BENEFITS OF DYNAMIC JOINT ORTHOTICS FOR REGRESSION OF JOINT CONTRACTURES IN CHILDREN AND ADOLESCENTS

L. van der Stam1, A. Kaindl2, K. Drossel1, C. Schmidt-Lücke3
1Charité Universityclinic, Social Peadiatric Centre of Neuropeadiatrics, Berlin, Germany, 2Charité, Clinic for Neuropeadiatrics, Berlin, Germany, 3MEDIACC, Berlin, Germany

Background: Contractures are one of the main complications of spastic movement disorders in children, leading to a limited passive range of motion (PROM). This functional impairment can be associated with discomfort and pain, difficulties in handling and care of affected individuals, and restricted participation in daily life activities. Stretching plays an important role in treatment of the affected joints. Controlled dynamic stretching (CDS) orthotic joints represent promising new devices to enhance existing therapy, but there are no data on this therapeutic option in children and adolescents.

Purpose: To analyze whether CDS orthotics reduce or prevent contractures of various joints in children and adolescents with the primary endpoint of clinically relevant improvement of passive range of motion (PROM).

Methods: In this single-center, observational, intraindividually-controlled study, children and adolescents were recruited in 2018-2019 at the Charité Center for Chronically Sick Children. Patients received CDS orthotics in addition to their regular multidisciplinary treatment. CDS orthotics were used for knee flexion (KF) and extension (KE), ankle dorsal extension (A), elbow extension (E) and wrist dorsal extension (WR). PROM and clinically relevant changes were assessed with neutral/zero-method and goal attainment scale (GAS) at baseline, primary endpoint 12 weeks (FU2), and secondary endpoint 12 months (FU4). Undesired events were monitored continuously.

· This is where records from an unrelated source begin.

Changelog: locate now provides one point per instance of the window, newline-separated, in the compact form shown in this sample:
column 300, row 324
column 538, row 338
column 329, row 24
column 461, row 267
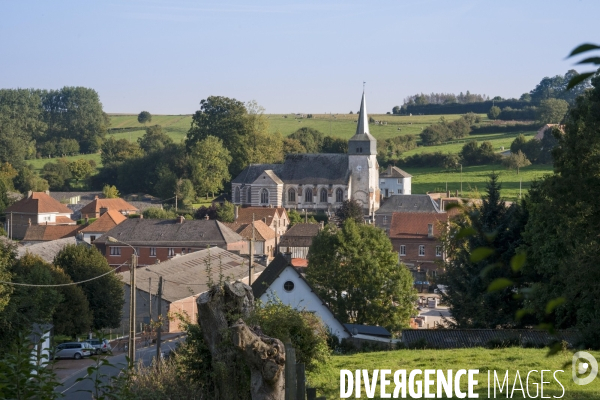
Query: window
column 323, row 195
column 308, row 195
column 339, row 196
column 264, row 196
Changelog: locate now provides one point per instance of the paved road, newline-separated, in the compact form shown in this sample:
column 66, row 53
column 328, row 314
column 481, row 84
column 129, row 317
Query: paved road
column 73, row 389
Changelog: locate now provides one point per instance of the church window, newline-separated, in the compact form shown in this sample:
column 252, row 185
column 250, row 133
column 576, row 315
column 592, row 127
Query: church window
column 264, row 196
column 308, row 196
column 339, row 196
column 323, row 195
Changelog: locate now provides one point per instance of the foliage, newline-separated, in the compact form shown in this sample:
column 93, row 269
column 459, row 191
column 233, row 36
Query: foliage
column 158, row 213
column 144, row 117
column 110, row 192
column 105, row 295
column 350, row 209
column 356, row 272
column 226, row 212
column 480, row 244
column 209, row 161
column 516, row 161
column 22, row 377
column 494, row 112
column 304, row 329
column 552, row 111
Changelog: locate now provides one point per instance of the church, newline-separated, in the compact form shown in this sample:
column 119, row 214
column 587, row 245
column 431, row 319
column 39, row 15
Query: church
column 316, row 181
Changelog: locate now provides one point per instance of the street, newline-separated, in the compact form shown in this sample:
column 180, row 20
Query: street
column 74, row 390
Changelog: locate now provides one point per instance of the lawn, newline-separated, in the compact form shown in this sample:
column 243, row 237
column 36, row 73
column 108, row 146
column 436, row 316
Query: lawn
column 327, row 378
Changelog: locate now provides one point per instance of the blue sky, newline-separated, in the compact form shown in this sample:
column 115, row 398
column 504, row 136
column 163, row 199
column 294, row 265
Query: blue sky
column 305, row 56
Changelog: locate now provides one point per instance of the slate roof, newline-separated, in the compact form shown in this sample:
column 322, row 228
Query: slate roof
column 406, row 225
column 112, row 204
column 46, row 250
column 186, row 275
column 394, row 172
column 37, row 203
column 302, row 169
column 106, row 222
column 300, row 235
column 169, row 233
column 408, row 203
column 41, row 233
column 357, row 329
column 465, row 338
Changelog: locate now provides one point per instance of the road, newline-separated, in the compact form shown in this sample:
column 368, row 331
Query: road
column 73, row 390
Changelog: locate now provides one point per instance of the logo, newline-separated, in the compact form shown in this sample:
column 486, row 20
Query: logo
column 590, row 364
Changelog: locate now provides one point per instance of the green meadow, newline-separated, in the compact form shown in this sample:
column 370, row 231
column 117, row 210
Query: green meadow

Results: We treated 39 affected joints with CDS orthotics (13 KE, 10 W, 7 EE, 5 DE, 4 KF) in a total of 18 children (9 male, median age 9 years (range 5-15), main diagnosis cerebral palsy with concomitant complications. In addition to contractures, most patients had an increased muscular tone. At FU2 we detected a trend towards PROM improvement with 10°, SD 8,5° range [0°-30°], which stayed stable till FU4 with 10°, SD 11° range [-8°-70°]. Changes of absolute PROM in degrees were highly significant (p<0.0001) improved at both times of measurements, most successfully the KF orthotics.
The CDS orthotics were globally well tolerated; parents and therapists noted alleviation in care, positioning, transfers and increased activity in therapy. Pre-specified long-term goals were evaluated according to the Goal Attainment Scale (GAS) and improved with 64% at FU2, mostly on body function level of ICF. At FU4, this became 80%, at this measurements, most improvements were found at the level of activity and participation of ICF.

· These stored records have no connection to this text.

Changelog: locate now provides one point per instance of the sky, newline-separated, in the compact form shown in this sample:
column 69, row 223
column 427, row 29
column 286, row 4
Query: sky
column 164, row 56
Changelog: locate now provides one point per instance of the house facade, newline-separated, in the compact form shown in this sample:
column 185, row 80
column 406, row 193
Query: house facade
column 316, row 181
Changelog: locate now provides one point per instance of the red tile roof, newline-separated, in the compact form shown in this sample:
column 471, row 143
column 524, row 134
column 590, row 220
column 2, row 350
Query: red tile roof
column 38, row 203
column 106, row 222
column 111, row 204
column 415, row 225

Conclusion(s): This is the first study showing improvements in PROM attributed to CDS orthotics in the majority of joints after a short treatment period with consecutive clinical improvements of individually set goals in children and adolescents with chronic neurological conditions. Due to this observational study we have established to set guidelines for usage of the CDS orthotics for children and adolescents.

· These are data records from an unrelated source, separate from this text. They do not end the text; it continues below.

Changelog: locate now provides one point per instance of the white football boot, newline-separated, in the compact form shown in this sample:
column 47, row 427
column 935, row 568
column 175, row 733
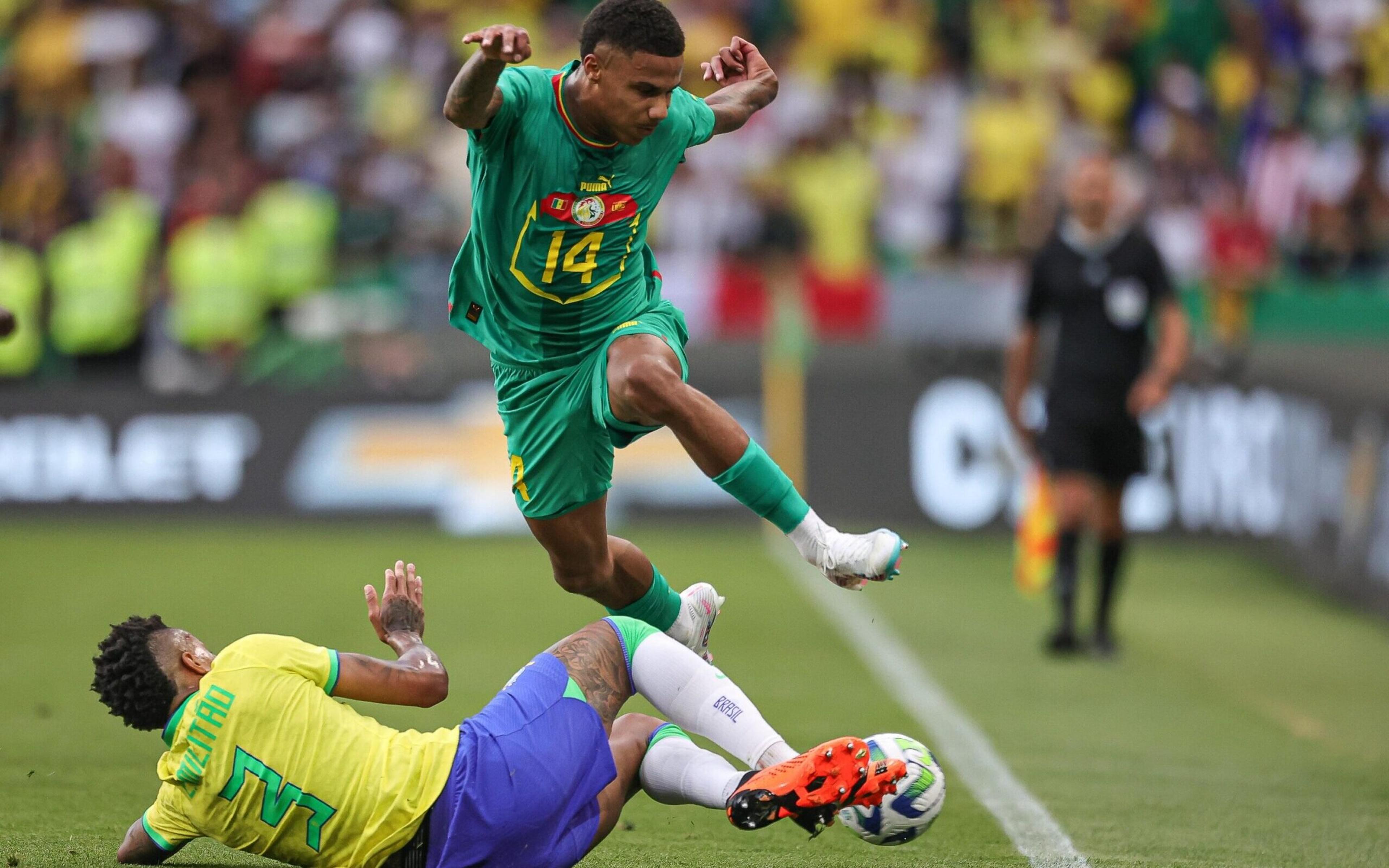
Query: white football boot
column 699, row 607
column 852, row 560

Implications: Contractures due to neurological or orthopedic complications

Funding, acknowledgements: Our study was supported by the Albrecht GmbH, the German Research Foundation (DFG, SFB1315, FOR3004) and Charité – University Medicine Berlin

Keywords: contractures, dynamic stretching, dynamic orthotics

Topic: Paediatrics: cerebral palsy

Did this work require ethics approval? Yes
Institution: Ethikkommission der Ärztekammer Berlin
Committee: Ärztekammer Berlin
Ethics number: eth-31/17-1


All authors, affiliations and abstracts have been published as submitted.